You see, the i3 sales rep will undoubtedly point out the natty BMW wall charger box when you're ordering your car. As you can see from the PR image in the gallery above, it all looks very space-age - the sort of huge, grey box that you might have seen on a street corner in Total Recall or Robocop.
Thing is, though, it's enormous; a British semi-detached house simply hasn't got room for the thing.
So I've already decided that when we finally exchange and complete (fingers crossed), I'll be taking advantage of the government scheme to get a free 13A wallbox - and then paying the extra £90 that upgrades you to a 32A set-up. Ninety notes seems a small price to pay for a proper Mennekes charger on the wall, it'll add further usability to my i3 experience and (whisper it) I actually prefer the look of the small, oval Chargemaster wall box. It might not be quite as futuristic, but it's a lot more practical in the real world.
By John McIlroy
Week ending April 14
Driven this week 77 miles
It's been a quiet week for the i3, thanks to a family holiday that left the car sitting in our driveway for a few days. However, I used the break to get up to speed on the free smartphone app that comes with the car.

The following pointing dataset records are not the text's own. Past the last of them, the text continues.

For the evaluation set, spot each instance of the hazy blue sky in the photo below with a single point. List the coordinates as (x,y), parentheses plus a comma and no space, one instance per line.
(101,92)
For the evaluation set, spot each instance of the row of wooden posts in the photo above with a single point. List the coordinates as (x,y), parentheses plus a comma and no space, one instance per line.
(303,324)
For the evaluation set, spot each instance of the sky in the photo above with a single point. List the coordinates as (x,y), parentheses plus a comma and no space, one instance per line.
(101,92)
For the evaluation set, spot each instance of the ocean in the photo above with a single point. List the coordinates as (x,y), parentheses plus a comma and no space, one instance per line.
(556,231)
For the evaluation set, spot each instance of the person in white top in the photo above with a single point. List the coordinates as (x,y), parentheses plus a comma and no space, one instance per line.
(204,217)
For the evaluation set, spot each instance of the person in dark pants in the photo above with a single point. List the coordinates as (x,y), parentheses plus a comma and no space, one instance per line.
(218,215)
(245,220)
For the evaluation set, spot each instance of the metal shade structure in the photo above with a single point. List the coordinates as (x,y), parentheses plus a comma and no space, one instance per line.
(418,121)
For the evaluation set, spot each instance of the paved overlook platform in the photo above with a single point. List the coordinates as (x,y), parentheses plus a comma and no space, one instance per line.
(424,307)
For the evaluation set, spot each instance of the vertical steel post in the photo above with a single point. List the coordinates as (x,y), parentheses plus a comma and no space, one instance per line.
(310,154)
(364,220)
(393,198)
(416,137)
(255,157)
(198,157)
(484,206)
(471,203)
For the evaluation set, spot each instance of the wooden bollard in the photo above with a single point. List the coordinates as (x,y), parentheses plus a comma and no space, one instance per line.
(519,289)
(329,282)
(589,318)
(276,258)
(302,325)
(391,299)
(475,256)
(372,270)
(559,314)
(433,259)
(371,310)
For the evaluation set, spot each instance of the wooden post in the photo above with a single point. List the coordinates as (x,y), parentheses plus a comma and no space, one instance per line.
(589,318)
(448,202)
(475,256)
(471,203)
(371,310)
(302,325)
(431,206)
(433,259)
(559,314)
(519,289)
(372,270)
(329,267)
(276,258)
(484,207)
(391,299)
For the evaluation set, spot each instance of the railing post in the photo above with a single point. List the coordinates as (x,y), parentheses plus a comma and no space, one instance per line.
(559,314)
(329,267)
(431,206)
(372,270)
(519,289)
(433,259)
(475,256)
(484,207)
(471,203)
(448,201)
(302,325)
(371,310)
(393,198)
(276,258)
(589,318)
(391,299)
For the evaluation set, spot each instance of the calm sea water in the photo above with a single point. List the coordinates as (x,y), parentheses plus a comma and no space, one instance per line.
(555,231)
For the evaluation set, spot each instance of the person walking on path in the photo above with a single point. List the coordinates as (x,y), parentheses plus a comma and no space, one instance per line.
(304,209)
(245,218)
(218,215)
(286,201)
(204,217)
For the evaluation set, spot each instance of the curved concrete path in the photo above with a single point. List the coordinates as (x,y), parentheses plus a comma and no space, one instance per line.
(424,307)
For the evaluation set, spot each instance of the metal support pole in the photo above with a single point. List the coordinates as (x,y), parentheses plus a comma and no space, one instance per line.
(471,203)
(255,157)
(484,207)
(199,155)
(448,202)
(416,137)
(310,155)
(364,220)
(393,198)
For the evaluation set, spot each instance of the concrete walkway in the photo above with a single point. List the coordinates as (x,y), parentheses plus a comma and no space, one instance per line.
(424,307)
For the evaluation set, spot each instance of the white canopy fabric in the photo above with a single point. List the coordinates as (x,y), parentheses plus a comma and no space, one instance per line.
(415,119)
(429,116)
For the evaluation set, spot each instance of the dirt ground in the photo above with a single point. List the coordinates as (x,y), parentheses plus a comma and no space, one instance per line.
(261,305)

Car connectivity is still bleeding-edge tech, but BMW's app (available for iOS and Android phones) seems to get round the problem of allowing an external controller 'direct' access to the car's systems. The software stays logged in to a central server, so any commands to the vehicle are relayed via a secure data hub; likewise any information coming from the car is beamed back via the mothership.

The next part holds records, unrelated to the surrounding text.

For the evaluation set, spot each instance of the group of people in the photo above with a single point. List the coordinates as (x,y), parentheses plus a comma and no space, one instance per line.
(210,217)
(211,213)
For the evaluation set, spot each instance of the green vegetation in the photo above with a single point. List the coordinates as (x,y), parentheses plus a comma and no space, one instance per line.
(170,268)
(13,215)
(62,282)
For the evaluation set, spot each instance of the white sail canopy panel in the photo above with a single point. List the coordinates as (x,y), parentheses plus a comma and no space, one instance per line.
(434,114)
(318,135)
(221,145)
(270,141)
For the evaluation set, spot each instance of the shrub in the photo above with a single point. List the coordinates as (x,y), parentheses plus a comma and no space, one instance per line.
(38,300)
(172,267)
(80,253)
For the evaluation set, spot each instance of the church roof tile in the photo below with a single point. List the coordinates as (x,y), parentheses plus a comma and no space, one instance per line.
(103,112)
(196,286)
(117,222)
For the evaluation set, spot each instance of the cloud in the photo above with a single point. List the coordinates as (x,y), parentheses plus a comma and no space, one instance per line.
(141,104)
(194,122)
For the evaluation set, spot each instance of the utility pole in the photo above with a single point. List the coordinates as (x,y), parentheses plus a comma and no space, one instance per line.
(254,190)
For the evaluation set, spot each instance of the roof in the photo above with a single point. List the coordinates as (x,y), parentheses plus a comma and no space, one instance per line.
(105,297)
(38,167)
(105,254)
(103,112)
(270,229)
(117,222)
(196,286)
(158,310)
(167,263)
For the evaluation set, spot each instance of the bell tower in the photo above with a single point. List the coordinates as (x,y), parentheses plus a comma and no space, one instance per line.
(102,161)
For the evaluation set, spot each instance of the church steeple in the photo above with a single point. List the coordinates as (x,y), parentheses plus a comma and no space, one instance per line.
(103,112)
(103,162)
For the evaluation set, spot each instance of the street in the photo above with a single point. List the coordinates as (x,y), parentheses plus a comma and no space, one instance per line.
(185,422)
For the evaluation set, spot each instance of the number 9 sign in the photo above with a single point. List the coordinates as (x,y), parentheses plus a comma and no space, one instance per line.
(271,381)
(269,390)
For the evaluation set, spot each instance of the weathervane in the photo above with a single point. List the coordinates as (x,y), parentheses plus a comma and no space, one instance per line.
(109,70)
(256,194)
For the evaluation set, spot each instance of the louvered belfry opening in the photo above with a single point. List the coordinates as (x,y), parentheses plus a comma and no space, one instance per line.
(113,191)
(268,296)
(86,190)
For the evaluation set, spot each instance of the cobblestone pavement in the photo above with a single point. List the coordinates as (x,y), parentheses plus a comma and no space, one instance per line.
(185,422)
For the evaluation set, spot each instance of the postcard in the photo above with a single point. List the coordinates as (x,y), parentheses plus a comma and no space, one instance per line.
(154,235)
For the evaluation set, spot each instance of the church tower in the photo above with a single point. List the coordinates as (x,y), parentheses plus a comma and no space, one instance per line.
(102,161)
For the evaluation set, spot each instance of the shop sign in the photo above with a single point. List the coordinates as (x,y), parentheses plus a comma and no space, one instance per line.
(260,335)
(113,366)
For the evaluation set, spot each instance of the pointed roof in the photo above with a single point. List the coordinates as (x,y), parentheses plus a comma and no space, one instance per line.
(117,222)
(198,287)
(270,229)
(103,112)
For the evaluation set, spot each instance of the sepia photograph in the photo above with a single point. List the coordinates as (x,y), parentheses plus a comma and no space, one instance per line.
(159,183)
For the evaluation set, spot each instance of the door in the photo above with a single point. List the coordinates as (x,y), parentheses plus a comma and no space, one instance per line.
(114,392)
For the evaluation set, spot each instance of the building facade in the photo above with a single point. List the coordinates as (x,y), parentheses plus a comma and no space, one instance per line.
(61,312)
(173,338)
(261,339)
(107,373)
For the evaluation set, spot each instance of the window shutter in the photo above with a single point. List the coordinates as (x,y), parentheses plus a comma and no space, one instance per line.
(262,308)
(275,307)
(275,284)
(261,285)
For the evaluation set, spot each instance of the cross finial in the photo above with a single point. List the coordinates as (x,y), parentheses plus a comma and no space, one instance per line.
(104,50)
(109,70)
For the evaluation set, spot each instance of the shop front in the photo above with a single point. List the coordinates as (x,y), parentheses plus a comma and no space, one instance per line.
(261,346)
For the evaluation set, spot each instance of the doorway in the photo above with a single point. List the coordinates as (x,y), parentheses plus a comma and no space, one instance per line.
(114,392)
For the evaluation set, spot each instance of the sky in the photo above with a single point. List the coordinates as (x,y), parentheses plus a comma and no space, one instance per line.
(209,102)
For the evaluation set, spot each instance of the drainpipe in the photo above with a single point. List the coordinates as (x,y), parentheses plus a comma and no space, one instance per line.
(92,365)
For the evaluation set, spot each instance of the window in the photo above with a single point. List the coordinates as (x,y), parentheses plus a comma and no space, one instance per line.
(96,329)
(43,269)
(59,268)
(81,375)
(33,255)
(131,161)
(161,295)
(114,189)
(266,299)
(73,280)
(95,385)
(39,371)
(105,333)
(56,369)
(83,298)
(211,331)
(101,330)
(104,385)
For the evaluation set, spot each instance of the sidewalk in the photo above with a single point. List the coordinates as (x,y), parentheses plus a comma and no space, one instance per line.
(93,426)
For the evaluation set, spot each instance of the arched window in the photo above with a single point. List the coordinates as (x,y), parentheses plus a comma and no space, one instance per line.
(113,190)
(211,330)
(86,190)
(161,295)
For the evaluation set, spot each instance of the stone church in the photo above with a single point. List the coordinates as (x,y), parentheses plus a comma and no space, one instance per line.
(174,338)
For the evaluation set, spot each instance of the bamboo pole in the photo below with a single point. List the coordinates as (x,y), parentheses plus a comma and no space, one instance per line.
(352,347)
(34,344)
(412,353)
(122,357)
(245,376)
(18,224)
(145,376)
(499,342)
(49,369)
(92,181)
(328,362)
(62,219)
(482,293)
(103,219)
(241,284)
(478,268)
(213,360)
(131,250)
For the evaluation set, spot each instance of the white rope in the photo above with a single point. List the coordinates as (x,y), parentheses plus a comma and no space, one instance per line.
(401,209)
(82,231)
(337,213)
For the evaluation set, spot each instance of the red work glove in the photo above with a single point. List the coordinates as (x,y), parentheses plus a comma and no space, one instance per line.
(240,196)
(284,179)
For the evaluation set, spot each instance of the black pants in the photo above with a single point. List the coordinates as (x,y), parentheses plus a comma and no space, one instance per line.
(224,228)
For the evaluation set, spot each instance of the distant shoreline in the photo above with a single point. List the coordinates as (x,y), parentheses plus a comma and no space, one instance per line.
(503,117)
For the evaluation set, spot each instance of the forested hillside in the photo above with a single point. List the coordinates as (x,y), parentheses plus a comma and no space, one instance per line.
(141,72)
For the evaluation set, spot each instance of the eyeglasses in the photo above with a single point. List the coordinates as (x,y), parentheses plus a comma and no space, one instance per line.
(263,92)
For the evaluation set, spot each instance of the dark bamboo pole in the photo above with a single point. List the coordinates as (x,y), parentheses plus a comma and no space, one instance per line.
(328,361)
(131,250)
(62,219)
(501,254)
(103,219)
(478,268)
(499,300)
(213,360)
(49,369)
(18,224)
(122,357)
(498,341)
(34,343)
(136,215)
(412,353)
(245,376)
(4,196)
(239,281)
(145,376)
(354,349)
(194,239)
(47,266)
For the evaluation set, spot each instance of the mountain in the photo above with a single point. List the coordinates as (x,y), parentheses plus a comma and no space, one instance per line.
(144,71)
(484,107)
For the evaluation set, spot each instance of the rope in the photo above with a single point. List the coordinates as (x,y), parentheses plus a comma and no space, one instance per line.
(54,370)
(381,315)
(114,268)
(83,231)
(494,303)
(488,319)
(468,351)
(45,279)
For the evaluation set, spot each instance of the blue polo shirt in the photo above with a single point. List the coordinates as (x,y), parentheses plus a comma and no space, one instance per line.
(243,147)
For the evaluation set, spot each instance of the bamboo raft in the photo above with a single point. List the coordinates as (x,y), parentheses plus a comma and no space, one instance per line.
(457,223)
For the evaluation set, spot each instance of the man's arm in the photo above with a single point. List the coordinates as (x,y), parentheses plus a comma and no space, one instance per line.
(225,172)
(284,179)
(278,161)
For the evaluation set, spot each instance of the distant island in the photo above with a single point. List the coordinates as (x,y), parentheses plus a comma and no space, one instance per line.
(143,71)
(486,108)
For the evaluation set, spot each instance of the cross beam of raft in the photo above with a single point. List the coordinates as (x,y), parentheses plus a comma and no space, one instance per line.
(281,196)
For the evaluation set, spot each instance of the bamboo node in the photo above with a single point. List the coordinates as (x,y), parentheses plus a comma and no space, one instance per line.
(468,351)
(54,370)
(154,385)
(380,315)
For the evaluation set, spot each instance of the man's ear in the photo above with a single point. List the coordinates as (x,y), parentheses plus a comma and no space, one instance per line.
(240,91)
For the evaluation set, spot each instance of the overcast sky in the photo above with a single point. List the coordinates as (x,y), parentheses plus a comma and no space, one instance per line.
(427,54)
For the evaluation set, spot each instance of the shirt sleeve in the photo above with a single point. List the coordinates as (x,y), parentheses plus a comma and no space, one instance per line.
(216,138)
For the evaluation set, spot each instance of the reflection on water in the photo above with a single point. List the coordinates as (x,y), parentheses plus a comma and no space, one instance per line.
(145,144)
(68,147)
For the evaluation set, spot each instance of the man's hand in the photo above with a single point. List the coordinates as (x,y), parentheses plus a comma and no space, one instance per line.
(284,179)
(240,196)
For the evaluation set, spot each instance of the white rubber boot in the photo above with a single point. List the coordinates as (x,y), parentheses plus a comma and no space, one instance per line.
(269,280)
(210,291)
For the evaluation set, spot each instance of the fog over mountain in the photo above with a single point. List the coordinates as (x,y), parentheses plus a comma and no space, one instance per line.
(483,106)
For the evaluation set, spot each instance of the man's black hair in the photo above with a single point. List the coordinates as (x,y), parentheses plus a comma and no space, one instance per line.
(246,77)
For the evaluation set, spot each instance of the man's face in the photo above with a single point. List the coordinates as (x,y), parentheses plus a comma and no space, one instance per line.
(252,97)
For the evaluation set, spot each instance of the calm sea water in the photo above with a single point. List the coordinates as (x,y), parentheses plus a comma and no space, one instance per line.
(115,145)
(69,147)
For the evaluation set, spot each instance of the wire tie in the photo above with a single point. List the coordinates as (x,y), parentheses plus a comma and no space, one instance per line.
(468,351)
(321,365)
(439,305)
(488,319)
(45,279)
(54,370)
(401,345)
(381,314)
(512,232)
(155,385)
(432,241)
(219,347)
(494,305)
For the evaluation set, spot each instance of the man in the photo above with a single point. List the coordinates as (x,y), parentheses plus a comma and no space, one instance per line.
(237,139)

This sounds quite complicated but in practice it's pretty seamless. Type in the four-digit PIN and the app does an automatic update from the car to give you the latest information. It can tell you whether it's charging or not, the amount of electric range left and how many miles the two-cylinder range-extender engine can add to that figure. There are also screens showing the car's location and detailed analysis of its most recent journey, plus a remote control that allows you to turn on the heating systems while it's still plugged in, or schedule that to kick in at a time of your choosing.

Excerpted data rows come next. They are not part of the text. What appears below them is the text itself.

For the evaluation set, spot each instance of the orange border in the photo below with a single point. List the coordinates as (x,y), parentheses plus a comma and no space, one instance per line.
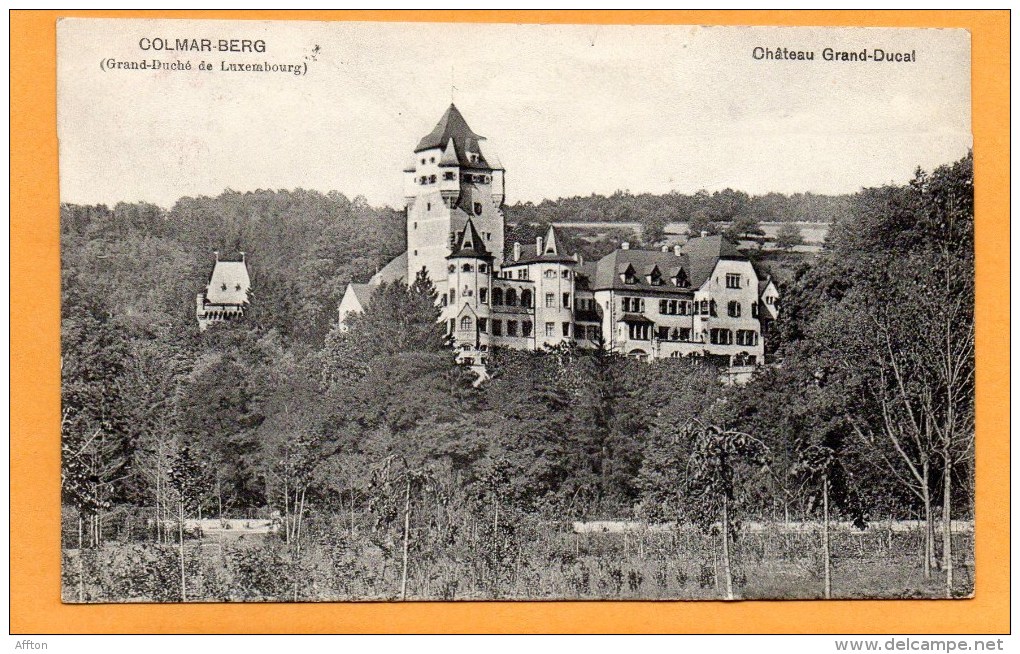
(35,555)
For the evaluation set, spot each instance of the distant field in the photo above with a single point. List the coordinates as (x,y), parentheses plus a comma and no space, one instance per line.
(531,560)
(813,233)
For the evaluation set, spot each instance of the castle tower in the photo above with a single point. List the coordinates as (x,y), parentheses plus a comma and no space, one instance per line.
(469,271)
(452,178)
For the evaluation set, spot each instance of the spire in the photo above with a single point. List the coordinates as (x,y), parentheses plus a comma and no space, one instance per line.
(551,247)
(470,244)
(453,127)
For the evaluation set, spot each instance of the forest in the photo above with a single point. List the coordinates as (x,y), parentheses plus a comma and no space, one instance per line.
(278,458)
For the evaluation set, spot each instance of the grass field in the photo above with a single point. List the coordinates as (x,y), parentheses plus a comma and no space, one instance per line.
(537,561)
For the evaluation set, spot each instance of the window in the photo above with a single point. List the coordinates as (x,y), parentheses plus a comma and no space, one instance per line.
(633,305)
(640,331)
(747,337)
(721,337)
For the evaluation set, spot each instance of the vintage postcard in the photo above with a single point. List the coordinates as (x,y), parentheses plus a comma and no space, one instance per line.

It all looks slick and it's nice to see that BMW hasn't forgotten 'cosmetic' touches like having the right colour of i3 on the screen (the system uses the VIN number of the car to get the right shade of paint).
BMW is clearly still tinkering with the new tech, too; even in the space of a week, the app has been updated twice - first to allow it to work with the forthcoming i8 sports car, then to allow it to give you phone prompts (like a text message) with updates on the car's status.
It's all surprisingly easy to use, and a worthwhile element of i3 ownership - particularly since it allows me to check up on other What Car? staffers in the evenings and send them prodding text messages when I see they haven't bothered to plug the car in for an overnight charge.
By John McIlroy
Week ending April 4
Driven this week 104 miles
The BMW i3 could have been designed with me in mind. My daily commute is a round trip of six miles, although I regularly drive into central London and have one seven-year-old son who only comes with an iPad, rather than the type of clobber you need with younger ones.
So you guessed it: I’m really keen on the What Car? long-term test car. I’ve now ventured into the West End several times in it. Unlike the car's regular custodian John McIlroy, I haven’t fretted about looking for a charging point because there’s always been plenty of juice to get me there and back, so I’ve been free to enjoy the i3's agility, serene silence and a fabulous cabin and driving position (one of the best in the market, in my opinion).
Flaws? I must admit I find the ride a little too stiff, even with 19-inch wheels, and I still don’t quite understand why such a small, light, hi-tech car doesn’t have a better battery range than more conventional electric vehicles.
However, I’m prepared to forgive it because it’s a genuine joy to drive and own.